Gas price forecast ramped higher
That restraint from OPEC, along with extreme heat that sidelined refineries, has driven gasoline prices sharply higher. After months of mild prices, the national average for regular gas recently surged to nine-month highs.
The EIA isn’t expecting dramatic relief anytime soon, calling for gas prices to average $3.63 a gallon through the end of the year. That’s up sharply from its prior forecast of just $3.27 a gallon. The EIA also bumped up its projections for oil and diesel prices.
Of course, prices would be much higher without the support of domestic production.
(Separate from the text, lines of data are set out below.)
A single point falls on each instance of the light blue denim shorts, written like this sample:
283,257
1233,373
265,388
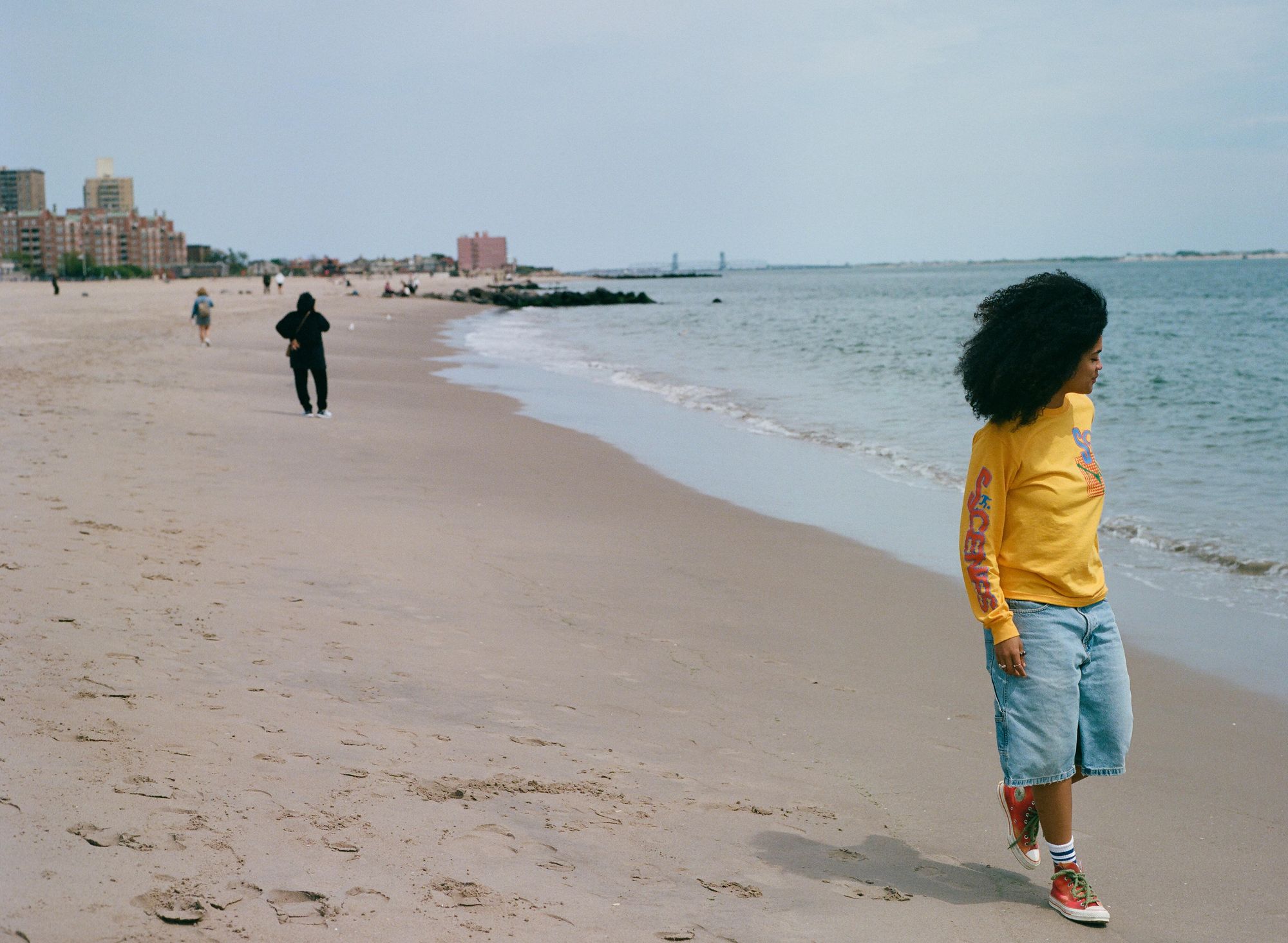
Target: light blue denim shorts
1074,710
Recent output increases, along with ones likely on the way, should help cushion the blow for consumers.
It’s also true that domestic oil production -— unlike prices -— has been slow to recover from the Covid-19 crash.
Analysts say that is largely because Wall Street has forced the notoriously boom-to-bust oil industry to instill a sense of financial discipline. Investors want the oil industry to focus on returning cash to shareholders, instead of spending lavishly on expensive drilling projects that may or may not pan out.
“The main driver of slower production growth since 2020 is investor sentiment, rather than the Biden administration knee-capping the industry,” said Kornfeind, the Rapidan analyst.